Each person's dancing style has a unique signature


Each person's dancing style has a unique signature -- regardless of the type of music -- and this pattern can be accurately identified by a computer, according to a study which may lead to a deeper understanding of how music affects humans.

The study, published in the Journal of New Music Research, used motion capture technology -- the kind used in Hollywood -- to learn what a person's dance moves say about their mood, how extroverted or neurotic they are, and how much they empathize with others.

"We actually weren't looking for this result, as we set out to study something completely different," said Emily Carlson, the first author of the study from the University of Jyvaskyla in Finland.

"Our original idea was to see if we could use machine learning (ML) to identify which genre of music our participants were dancing to, based on their movements," Carlson said.

In the study, 73 participants were motion captured as they danced to eight different genres -- Blues, Country, Electronica, Jazz, Metal, Pop, Reggae and Rap.

The participants were instructed to listen to the music and move any way that felt natural.
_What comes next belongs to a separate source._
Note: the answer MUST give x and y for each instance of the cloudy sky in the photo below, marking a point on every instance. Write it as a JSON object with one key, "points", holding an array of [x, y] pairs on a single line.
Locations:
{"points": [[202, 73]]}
"We think it's important to study phenomena as they occur in the real world, which is why we employ a naturalistic research paradigm," said Petri Toiviainen, senior author of the study.

Using ML, a form of artificial intelligence, the researchers tried to distinguish between the musical genres by just analysing the dancers' movements.

The ML algorithm was able to identify the correct genre less than 30 per cent of the time.

However, system could correctly identify which of the 73 individuals was dancing 94 per cent of the time.

"It seems as though a person's dance movements are a kind of fingerprint. Each person has a unique movement signature that stays the same no matter what kind of music is playing," said Pasi Saari, another co-author of the study.

According to the researchers some genres may have more effect on individual dance movements than others.

They said the computer was less accurate in identifying the participants when they were dancing to Metal music.

"There is a strong cultural association between Metal and certain types of movement, like headbanging," Carlson said.

"It's probable that Metal caused more dancers to move in similar ways, making it harder to tell them apart," she added.